The search results include the document ID, page number, relevance score, and the original URL of the paper.
Performance and scalability
One of the key advantages of LitePali is its ability to handle large-scale document collections efficiently.
In the example above, we processed three research papers totaling 109 pages. Here are some performance metrics from the index creation process:
litepali.index_stats()
# Output:
# {'total_images': 109,
# 'processed_images': 109,
# 'unique_documents': 3,
# 'image_extensions': ['.jpg']}
This shows that LitePali successfully processed all 109 images from the three documents. The processing was done in batches of 4 images at a time on T4 (on Lightning.ai infra), which helps manage memory usage and improves overall performance.
Future plans for LitePali
As the creator of LitePali, I have several plans for future improvements and features:
- Enhanced index storage: I’m working on implementing storage of base64-encoded versions of images within the index. This will allow for quick retrieval and display of images without needing to access the original files.
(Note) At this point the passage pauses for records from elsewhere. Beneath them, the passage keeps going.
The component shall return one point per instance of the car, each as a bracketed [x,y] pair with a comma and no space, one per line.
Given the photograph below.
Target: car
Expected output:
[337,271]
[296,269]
But it will significantly boost index size of course, so should be optional.
- Performance optimizations: I plan to test LitePali with flash-attention, which is expected to significantly speed up processing times, especially for large batches of images. In the experiment with the 109 pages, I indexed it in ~5 minutes on the T4 index.
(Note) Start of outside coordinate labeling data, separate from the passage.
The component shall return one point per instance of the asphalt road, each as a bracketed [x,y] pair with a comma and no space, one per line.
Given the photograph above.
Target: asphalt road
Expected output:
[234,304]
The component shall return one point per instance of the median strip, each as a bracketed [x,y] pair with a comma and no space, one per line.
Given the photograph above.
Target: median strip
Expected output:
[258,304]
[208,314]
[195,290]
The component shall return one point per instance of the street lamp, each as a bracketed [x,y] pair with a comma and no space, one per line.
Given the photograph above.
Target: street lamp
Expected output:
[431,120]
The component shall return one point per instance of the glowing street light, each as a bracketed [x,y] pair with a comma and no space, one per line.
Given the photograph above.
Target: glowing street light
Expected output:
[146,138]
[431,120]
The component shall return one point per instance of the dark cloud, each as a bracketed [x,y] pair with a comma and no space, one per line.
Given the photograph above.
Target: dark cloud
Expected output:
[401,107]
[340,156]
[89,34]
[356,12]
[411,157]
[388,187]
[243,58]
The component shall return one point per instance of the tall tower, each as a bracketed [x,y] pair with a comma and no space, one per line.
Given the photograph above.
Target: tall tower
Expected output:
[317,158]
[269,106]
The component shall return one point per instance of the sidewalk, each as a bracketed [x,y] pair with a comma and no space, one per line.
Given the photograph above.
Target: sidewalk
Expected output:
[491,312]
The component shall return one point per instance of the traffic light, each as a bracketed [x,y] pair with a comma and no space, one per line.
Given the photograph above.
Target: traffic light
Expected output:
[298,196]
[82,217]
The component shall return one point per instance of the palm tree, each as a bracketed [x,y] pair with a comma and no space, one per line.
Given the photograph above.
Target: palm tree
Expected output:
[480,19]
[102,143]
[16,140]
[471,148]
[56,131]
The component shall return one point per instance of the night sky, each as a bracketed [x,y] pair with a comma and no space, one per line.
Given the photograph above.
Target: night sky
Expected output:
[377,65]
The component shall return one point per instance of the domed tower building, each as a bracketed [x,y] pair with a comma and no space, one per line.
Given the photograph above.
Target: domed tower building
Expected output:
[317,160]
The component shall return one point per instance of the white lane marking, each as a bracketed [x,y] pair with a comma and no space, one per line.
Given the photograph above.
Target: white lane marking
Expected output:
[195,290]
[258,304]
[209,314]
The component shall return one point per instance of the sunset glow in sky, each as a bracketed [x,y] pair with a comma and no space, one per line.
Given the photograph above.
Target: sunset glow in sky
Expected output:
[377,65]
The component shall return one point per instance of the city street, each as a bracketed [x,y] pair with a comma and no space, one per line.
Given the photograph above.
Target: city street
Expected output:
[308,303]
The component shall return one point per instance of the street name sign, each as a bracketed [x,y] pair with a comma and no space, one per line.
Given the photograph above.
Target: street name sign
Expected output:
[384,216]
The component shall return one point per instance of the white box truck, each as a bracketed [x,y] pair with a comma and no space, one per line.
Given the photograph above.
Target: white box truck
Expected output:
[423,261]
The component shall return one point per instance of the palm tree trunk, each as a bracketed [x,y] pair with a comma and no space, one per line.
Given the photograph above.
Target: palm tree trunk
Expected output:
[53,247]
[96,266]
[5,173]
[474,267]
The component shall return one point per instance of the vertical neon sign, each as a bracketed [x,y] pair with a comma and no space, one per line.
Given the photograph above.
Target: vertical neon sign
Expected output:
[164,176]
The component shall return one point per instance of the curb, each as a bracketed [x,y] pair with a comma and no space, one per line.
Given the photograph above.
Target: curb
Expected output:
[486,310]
- Quantization support: Adding support for lower precision (e.g., int8, int4) will help reduce memory footprint and increase inference speed.
- API enhancements: I’m developing a more comprehensive API for advanced querying and filtering options.
- Documentation expansion: Creating more detailed documentation, including advanced usage examples and best practices, is a priority to help developers make the most of LitePali.
Conclusion
LitePali represents a significant step forward in making advanced document retrieval technologies accessible to a wider range of developers. By focusing on image processing and providing a clean separation between PDF parsing and retrieval tasks, LitePali offers flexibility and efficiency that can be particularly valuable in cloud environments.
As I continue to develop and improve LitePali, we welcome contributions from the community. Whether you’re interested in using LitePali in your projects or contributing to its development, you can find more information and resources at:
- GitHub repository: https://github.com/s-emanuilov/litepali
- Official website: https://litepali.com/
The full example notebook, which demonstrates the entire workflow from PDF download to search, is available at: https://github.com/s-emanuilov/litepali/blob/main/examples/rag_example.ipynb
By releasing LitePali, I hope to empower developers to build more sophisticated document retrieval systems and contribute to the advancement of this exciting field. I look forward to seeing how the community will use and extend LitePali in the future.